Getting To Know St. John ... and His Wort
Before four years ago, I had never heard of St. John's Wort, and even then I was steeped in herbal encyclopedias and was a regular attendee at herb shows and festivals. When I first heard of this herb, though, my first reaction was predictable: "Saint John's what?" No, to my knowledge, Saint John did not suffer from warts, nor any other sort of skin ailment. In archaic taxonomy, the word wort actually meant herb. That's it. So, when you see the word wort as part of the name of any herb (e.g. St. John's Wort, Woundwort), it simply means a plant or herb used for healing purposes.
I bought my first St. John's Wort in 2013 at the Asheville Herb Festival for $3. It was a sprout the size of my pinky finger. Three months later in August, my little St. John's Wort sprig had expanded into a colossal tangle of green leaves and woody stems. I was amazed at how rapidly it had grown - no wonder people often consider it to be a roadside weed.
I did some research into the plant that winter and found that it boasted a wide array of uses and a very unique history as a healing herb. St. John's Wort might best be associated with fighting depression and anxiety, and it has been used for this purpose for hundreds of years.
Applied directly to the skin, this herb still has a lot to offer. It acts as an astringent, kills harmful bacteria, soothes and quickens the healing of burns (including sunburn) and cuts, and is especially effective in relieving bug bites and stings. Just recently, there has been a renewed interest in St. John's Wort and there is ongoing research into its further applications.
After I had gone through so many pages praising this herb's versatility and effectiveness, I simply had to buy more. So, the very first thing I did that following Spring (after removing wheelbarrow loads of weeds from my garden, of course) was divide the massive St. John's Wort plant/shrub/tree into 28 plants. I set them as the border of my garden, interspersing chives amongst them for a pop of color - it is only now, three years later, that I realize how naive I was.
In its first year, my St. John's Wort did not bloom, which is typical. However, every year since, it has put on hundreds, probably thousands, of little yellow blossoms - and each one has to be carefully handpicked, so as not to pull off other buds sitting right next to it. Making this process even more tedious is that these flowers magically appear every single morning without exception for about a month, from mid-June to mid-July. Of course they would wait to bloom until the hottest months of the year roll around!
It can take hours to pick these flowers every day, and to top it off, the mosquitoes will carry you away. I guess it's a good thing St. John's Wort is a cure for mosquito bites.

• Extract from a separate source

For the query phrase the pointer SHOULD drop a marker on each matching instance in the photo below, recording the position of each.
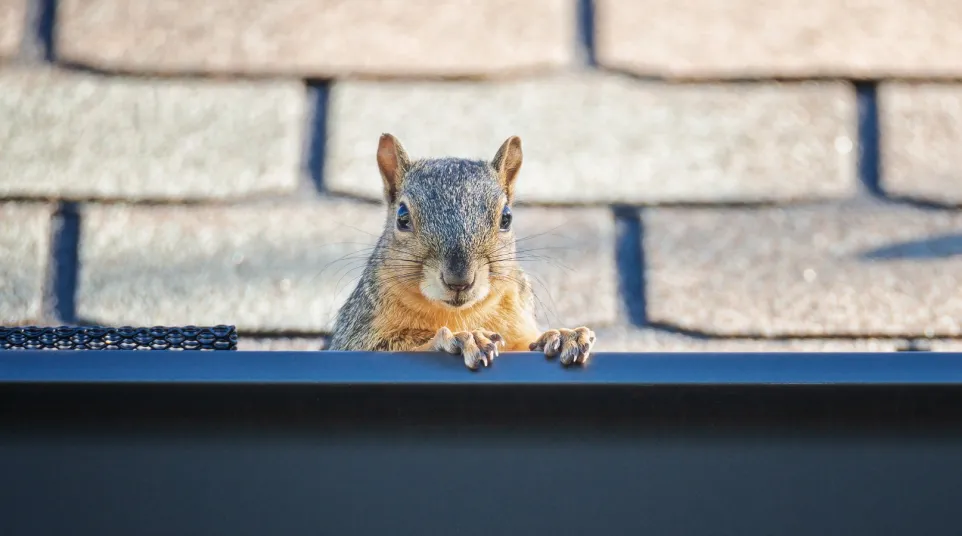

Still, there are some redeeming qualities of harvesting St. John's Wort blossoms.
You wouldn't know it from the pictures, as the flower is bright, sunshine yellow, but St. John's Wort blossoms, when squeezed, stain your fingers blood red. After you've pulled even two blossoms, your pinching fingers begin to change color, and by the time you've finished, the color deepens to a dark shade of purple. Things get even more exciting when the flowers have morning dew on them. The water serves to spread the dye over your entire hand, so, on special occasions, you'll finish the job with a bright purple hand!
St. John's Wort is undergoing a revival in medical study today, but it has long been a part of our cultural history, ranging from dynastic China to the empires of Ancient Greece and Rome, and even across the earth in Native American tribes. In the past, it has been used medicinally, but also perhaps just as often, spiritually.
As it's name suggests, St. John's Wort is dedicated to Saint John the Baptist. It was once believed that if a sprig of St. John's Wort was placed under your pillow at night, St. John would manifest to you and offer his blessing of protection from evil spirits. Extra steps were taken by hanging a branch of this herb somewhere in the home, especially above religious images or icons, where they were also believed to protect the home from evil.
Another use of the blossom was found by lonely bachelorettes, who would place a few blossoms beneath their pillows before bedtime (people of the past seemed to have a love for cuddling up next to herbs). The flower was supposed to prompt a dream of their future husband - or maybe it was their wishful thinking!
I know of few other plants that claim qualities like those of St. John's Wort. Thus, I must admit, despite the bites and stings I've incurred, the gallons of sweat I've lost, the sunburns I've earned, and the fingers I've stained purple, St. John's Wort has emerged as one of my favorite herbs out of them all. From its intricate ties to biblical history and folklore across the world, to its efficacy in healing a variety of common boo-boos, St. John's Wort has certainly earned its place in the Herb Hall of Fame as well as your home.